Are you the reason your students aren’t engaging the crisis?
I was quite the hypocrite in college. In my four years at Baylor University, I could have counted on one hand the number of times I read the newspaper about events happening in my city, our nation, or the nations of the earth.
I was an International Studies major that had absolutely no idea what was happening outside of my social bubble and class schedule. Despite my disconnect with the newspaper headlines, I have been drawn to the greater story God is writing with every tribe, tongue, nation, and people since late high school.
I was bitten by the “nations bug” the summer after high school graduation when I went on my first international mission trip to Niger, Africa. Coming to Baylor as a freshman, I was blessed to connect with a church that had a passion for Jesus.
Within the college ministry, I was motivated and mobilized to travel to various nations every summer. I shared Jesus with people in Haiti, Uganda, India, South Africa, Mexico, and Indonesia. With every new continent, country, and culture, I fell more in love with God’s heart for the nations and his desire to draw men and women of all tribes and tongues to himself. Of all the trips, each pale in comparison to the 11-day adventure in Eastern Europe along the migrant trail of the refugees pouring out of Syria.
Along the eight-country route, from the coast of Turkey to the northern borders of Germany, the situation is beyond description. The only comparison I can think of is the biblical exodus of the Israelites from Egypt.
An estimated 710,000 refugees from Syria, Afghanistan, Pakistan, Iraq, Iran, Lebanon, Ethiopia, Eritrea and others have fled their homes because of civil war, violence, and extreme poverty. They’re crossing into Europe in hopes of reaching their “promised land” of Germany, Sweden or other European nations.
Needs along the route abound as winter sets in and there are not enough volunteers or aid to provide for the physical well-being of these desperate, weary, and hurting families. Bottlenecks have formed at various border-crossings, processing centers, and refugee camps that do not have the capacity or capabilities to provide transportation, accommodations, or care.
The Middle East has been considered closed and largely unreached with the Gospel, but as massive populations empty into an easily accessible continent the Church should get excited to introduce Jesus in the midst of this crisis. Young, zealous, faith-filled, and free of the many responsibilities that tie down families, college students are the perfect candidates to engage this crisis.

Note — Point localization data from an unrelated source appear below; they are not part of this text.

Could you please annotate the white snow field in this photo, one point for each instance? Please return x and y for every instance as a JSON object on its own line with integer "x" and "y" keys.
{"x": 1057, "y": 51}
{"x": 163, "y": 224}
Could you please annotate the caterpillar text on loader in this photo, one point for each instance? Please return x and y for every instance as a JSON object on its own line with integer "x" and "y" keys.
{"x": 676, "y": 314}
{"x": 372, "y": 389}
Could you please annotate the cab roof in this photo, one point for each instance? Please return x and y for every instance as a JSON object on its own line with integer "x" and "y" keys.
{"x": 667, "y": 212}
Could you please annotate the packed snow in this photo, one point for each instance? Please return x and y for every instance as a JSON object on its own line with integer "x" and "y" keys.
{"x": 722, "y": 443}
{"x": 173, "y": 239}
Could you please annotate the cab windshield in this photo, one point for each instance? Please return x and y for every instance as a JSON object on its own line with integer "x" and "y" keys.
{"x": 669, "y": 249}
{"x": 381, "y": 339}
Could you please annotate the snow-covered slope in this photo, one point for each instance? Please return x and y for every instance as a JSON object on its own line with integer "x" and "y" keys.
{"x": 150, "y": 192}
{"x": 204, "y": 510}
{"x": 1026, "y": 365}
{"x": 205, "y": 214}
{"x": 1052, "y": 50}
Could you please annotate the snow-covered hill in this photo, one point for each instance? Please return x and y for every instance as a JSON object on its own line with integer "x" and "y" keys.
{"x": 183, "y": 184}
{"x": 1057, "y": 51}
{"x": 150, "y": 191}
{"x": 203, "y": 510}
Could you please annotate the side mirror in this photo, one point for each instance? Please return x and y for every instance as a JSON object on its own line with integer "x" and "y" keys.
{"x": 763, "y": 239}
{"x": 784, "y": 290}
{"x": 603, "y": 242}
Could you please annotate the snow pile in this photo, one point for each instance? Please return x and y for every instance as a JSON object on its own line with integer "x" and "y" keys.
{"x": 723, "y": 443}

It only takes one encounter with the Spirit of God to push our students towards this goal, but they need to be equipped and mobilized by the local church to engage the crisis now. They need help getting their boots on the ground, holding a blanket in their hand, and offering new life to all who are seeking.
We realized that most of our students are much like me in college—unaware and un-engaged in what is really happening on the other side of the globe. We needed to inform them with a kingdom perspective, not just what they find on the news channels. They needed to hear that they can join Jesus in writing history today across the continent of Europe.
We knew that if they understood more of the situation that they would jump at the chance to be a part. So at our college service, I spoke about our 11-day assessment trip in an effort to inform and invite our students to engage the Syrian refugee crisis. I read from Matthew 9:36-38 where Jesus saw the crowds and had compassion on them, for they were harassed and helpless, like sheep without a shepherd. He told his disciples to pray for more laborers to be sent out into the harvest. Through different stories and photos, I shared this same message: crowds who are harassed and helpless, like sheep without a shepherd along the migrant route of Eastern Europe, and a great God who invites us to both pray for and to be the laborers He sends.
By the end of the message, the students were wrecked. Some were crying while others were on their knees with hands lifted, believing God will intervene in the Middle East and Eastern Europe. Several ran to me as soon as I walked off the stage to tell me that they had to go help…as soon as possible!
These students are ready to go now—but they need you to lead them.
I’m challenging every college leader in America to get your people praying for this crisis and to consider abandoning whatever mission trip plans you have in the next 12 months. If you don’t have a mission trip planned, Eastern Europe can be your destination. History will judge us as to how we handled this crisis and this window is a small yet vital one. The time is now.
Let’s pave the way in intercession and find a time to go, no matter what it takes. The students are ready—but will the leaders lead?